The manager returned—cautious now, like she could feel the fire burning in the room and wasn’t sure who’d started it.
“This one?” she asked, voice light, too careful.
Persephone didn’t answer.
But she didn’t say no either.
And that?
Was everything.
“I’ll take it,” I said, handing over my card without taking my eyes off the girl in white fire.
The manager blinked—just once—but the understanding lit up behind her eyes. She’d seen this kind of thing before, hadn’t she?
Not love. Not joy. Power.
She scurried off. Smart girl.
My gaze returned to Persephone—still standing in front of the mirror like she’d just seen a ghost wearing her face.

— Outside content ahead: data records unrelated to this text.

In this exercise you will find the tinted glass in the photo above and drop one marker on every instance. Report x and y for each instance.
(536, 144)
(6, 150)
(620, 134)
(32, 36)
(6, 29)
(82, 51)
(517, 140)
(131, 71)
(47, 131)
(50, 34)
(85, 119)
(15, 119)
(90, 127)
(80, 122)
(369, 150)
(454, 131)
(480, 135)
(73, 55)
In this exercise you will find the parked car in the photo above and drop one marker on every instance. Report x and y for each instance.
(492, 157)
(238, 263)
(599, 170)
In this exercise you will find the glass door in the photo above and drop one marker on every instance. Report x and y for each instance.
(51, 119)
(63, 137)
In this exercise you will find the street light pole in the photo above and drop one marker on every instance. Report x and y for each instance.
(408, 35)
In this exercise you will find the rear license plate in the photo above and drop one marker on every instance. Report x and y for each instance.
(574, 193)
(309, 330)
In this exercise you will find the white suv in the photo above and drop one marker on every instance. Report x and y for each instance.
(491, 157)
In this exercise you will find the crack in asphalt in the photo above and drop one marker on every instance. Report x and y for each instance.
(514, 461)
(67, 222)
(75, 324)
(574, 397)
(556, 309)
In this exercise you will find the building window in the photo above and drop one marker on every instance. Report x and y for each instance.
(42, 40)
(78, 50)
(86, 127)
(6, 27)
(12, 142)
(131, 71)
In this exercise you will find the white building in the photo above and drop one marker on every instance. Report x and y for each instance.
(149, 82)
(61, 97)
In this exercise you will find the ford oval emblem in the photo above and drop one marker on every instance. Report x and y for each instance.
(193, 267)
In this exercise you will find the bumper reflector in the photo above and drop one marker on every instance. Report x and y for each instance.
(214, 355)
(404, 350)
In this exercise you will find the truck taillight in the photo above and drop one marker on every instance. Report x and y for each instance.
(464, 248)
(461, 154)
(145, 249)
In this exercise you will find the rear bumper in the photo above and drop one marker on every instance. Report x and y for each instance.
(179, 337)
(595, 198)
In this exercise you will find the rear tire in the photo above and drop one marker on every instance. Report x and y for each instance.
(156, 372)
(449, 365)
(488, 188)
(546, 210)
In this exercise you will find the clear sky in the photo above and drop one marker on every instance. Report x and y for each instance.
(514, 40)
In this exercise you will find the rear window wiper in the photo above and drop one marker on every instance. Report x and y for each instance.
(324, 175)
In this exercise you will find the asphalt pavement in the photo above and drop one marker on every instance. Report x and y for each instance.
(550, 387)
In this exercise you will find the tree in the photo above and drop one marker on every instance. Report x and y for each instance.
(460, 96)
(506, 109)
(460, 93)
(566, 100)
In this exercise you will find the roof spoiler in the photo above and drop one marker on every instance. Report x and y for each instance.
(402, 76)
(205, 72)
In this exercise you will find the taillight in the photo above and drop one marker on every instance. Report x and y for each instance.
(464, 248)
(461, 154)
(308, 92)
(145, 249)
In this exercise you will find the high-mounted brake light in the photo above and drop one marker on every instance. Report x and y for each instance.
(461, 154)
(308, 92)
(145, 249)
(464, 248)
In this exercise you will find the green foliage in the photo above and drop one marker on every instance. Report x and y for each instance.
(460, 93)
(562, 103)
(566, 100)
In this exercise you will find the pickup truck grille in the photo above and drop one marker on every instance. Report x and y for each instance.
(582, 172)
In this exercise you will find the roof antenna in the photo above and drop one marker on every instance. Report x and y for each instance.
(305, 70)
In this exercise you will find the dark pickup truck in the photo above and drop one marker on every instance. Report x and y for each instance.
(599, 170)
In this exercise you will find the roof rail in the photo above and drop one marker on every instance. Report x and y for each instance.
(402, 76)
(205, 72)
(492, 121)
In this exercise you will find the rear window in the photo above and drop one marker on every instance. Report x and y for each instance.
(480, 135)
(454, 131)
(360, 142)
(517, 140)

Like the reflection had betrayed her.
“You look perfect,” I said, voice low, no amusement now—just truth sharpened to a blade. “Like the moment before a storm hits.”
She hesitated.
Then—finally—she looked at me.
That same fire flared behind her eyes, but it was fighting something now. Doubt. Recognition. A glimpse of what I saw every time I looked at her.

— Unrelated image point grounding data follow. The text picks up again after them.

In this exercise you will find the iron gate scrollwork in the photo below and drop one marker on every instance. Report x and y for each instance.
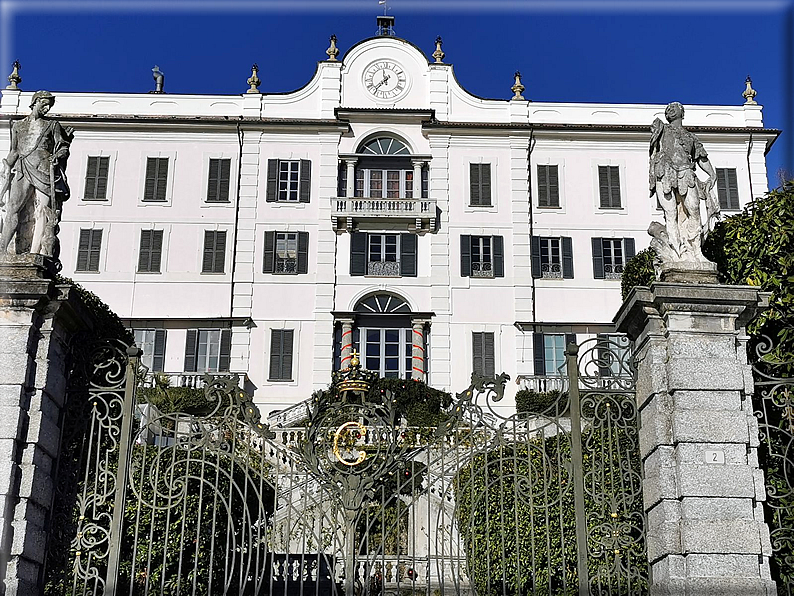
(773, 406)
(354, 500)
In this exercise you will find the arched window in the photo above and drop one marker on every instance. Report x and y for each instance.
(385, 146)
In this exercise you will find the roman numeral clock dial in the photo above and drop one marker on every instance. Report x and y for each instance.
(385, 79)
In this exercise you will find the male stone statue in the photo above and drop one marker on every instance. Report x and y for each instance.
(33, 174)
(674, 154)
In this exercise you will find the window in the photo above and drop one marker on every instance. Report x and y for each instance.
(549, 352)
(156, 179)
(552, 258)
(483, 361)
(609, 187)
(208, 350)
(286, 252)
(152, 342)
(727, 188)
(384, 183)
(610, 256)
(481, 256)
(214, 252)
(288, 181)
(88, 250)
(150, 251)
(96, 179)
(281, 354)
(480, 184)
(385, 351)
(385, 255)
(548, 186)
(218, 183)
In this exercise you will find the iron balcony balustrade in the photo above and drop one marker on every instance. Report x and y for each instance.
(190, 380)
(419, 214)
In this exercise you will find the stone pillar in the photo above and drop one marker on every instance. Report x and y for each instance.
(347, 343)
(417, 186)
(351, 177)
(418, 364)
(37, 320)
(703, 489)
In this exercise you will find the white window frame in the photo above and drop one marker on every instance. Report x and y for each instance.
(169, 186)
(284, 256)
(405, 351)
(552, 364)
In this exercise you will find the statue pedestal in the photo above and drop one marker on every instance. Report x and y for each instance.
(37, 319)
(688, 272)
(703, 489)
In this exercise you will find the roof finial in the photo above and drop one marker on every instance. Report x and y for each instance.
(332, 50)
(14, 79)
(253, 81)
(517, 87)
(159, 79)
(439, 54)
(749, 93)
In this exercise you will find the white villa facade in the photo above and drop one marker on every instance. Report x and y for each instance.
(381, 207)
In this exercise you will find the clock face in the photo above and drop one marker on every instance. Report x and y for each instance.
(385, 79)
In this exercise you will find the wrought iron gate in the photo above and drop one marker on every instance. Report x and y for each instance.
(353, 500)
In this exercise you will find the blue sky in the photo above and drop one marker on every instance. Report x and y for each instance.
(650, 51)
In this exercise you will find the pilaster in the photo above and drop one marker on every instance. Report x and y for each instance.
(703, 489)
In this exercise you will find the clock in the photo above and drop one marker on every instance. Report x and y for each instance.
(385, 79)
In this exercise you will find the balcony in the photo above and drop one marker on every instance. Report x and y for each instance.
(419, 214)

“You look like a wife,” I added.
Soft.
Deadly.
Her jaw tightened. “I’m not your wife.”
I smiled slowly. “Not yet.”
She didn’t like that.
Oh, she hated that.
But not enough to rip the dress off.
Not enough to run.
The air shifted between us—denial clashing with inevitability, smoke circling something that had already started to burn.
“Do you really think this is what I want?” she snapped. “This dress? This life?”
I raised a brow. “It’s what you’ll have.”
I let it land. Let her chew on it.
“You can scream. Break things. Glare at every stitch of lace. But at the end of the day, you’ll walk down that aisle. And I’ll be waiting.”